Birikim dergisinde yayımlanmıştır (Ağustos-Eylül, 2010).
“iki parçayım
bir yanım geçmişe bakar
öte yanım denize doğru
sırtım bir veda ile yanar
göğsüm özlemle dolu” (*)
Türkiye toplumunun yakın tarihine baktığımızda, ‘göç’ olgusunu, öncelikle ‘kimlik/ler’ üzerinden okumaya ayartılırız. Ancak, ‘toplumsal’ nitelliği içinde göçle aramıza ‘psikanalitik duyarlıklı bakış’ın merceğini yerleştirdiğimizde, son kertede, kimlik/ler değil –hatta, onlar üzerinden- ‘kendilik/ler’in belirleyici olduğu dikkatimizi çekecektir. Evet; ‘Psikanalitik Duyarlıklı Bakış’la Göç ve Kendilik: Bireysel olanla, ‘toplumsal/nesnel’ olanın somut kesişim noktası ya da ‘toplumsal/tarihsel’ akışın ‘öznel(l)eşim’ durakları olmak anlamında kendilik -ve göç.

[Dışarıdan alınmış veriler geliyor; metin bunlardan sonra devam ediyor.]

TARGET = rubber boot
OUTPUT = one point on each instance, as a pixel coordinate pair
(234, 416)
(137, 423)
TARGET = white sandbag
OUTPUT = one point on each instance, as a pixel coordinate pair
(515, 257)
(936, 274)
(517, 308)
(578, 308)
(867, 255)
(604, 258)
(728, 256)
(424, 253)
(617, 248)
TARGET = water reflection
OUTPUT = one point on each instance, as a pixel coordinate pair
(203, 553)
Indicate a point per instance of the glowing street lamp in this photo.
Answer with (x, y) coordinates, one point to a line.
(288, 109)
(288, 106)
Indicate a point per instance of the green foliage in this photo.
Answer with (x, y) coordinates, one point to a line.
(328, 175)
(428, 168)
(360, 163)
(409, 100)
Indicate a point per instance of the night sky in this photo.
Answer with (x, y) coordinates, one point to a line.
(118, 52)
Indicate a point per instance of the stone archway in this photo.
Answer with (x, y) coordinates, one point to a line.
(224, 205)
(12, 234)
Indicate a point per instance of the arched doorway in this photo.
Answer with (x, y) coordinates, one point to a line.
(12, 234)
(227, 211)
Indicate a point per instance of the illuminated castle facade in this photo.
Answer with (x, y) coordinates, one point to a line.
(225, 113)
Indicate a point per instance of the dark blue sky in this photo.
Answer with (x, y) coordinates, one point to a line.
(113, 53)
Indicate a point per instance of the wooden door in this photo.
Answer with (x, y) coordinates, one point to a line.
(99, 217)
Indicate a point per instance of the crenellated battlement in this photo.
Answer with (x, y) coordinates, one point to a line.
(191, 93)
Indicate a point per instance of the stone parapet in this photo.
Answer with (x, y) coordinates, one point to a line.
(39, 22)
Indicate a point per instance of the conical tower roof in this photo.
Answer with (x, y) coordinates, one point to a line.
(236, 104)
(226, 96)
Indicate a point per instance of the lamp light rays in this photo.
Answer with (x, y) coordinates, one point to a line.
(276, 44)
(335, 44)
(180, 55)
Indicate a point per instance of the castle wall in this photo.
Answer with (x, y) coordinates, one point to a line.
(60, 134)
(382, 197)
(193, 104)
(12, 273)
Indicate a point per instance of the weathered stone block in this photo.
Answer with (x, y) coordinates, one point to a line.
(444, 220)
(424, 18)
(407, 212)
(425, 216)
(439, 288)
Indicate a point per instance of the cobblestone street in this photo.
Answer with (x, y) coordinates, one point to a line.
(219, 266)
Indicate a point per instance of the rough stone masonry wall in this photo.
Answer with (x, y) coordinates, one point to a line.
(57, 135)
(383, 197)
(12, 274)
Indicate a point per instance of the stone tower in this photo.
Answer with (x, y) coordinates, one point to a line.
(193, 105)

Varoluşsal edimsellikse tartımımız, ayırt edeceğimiz yine o: Göç dahil, tüm toplumsal edimlerimizi, ‘kendiliğimiz’ üzerinden yaşarız. Bir başka deyişle, her toplumsal edimsellik – edimin nesnesi üzerinden- kendi olma hâlimizi icra ettiğimiz ve o bağlamda, kendiliksel uyum, değişim ve dönüşüm süreçlerini yaşadığımız/deneyimlediğimiz var/oluşsal eylemliliklerimizdir.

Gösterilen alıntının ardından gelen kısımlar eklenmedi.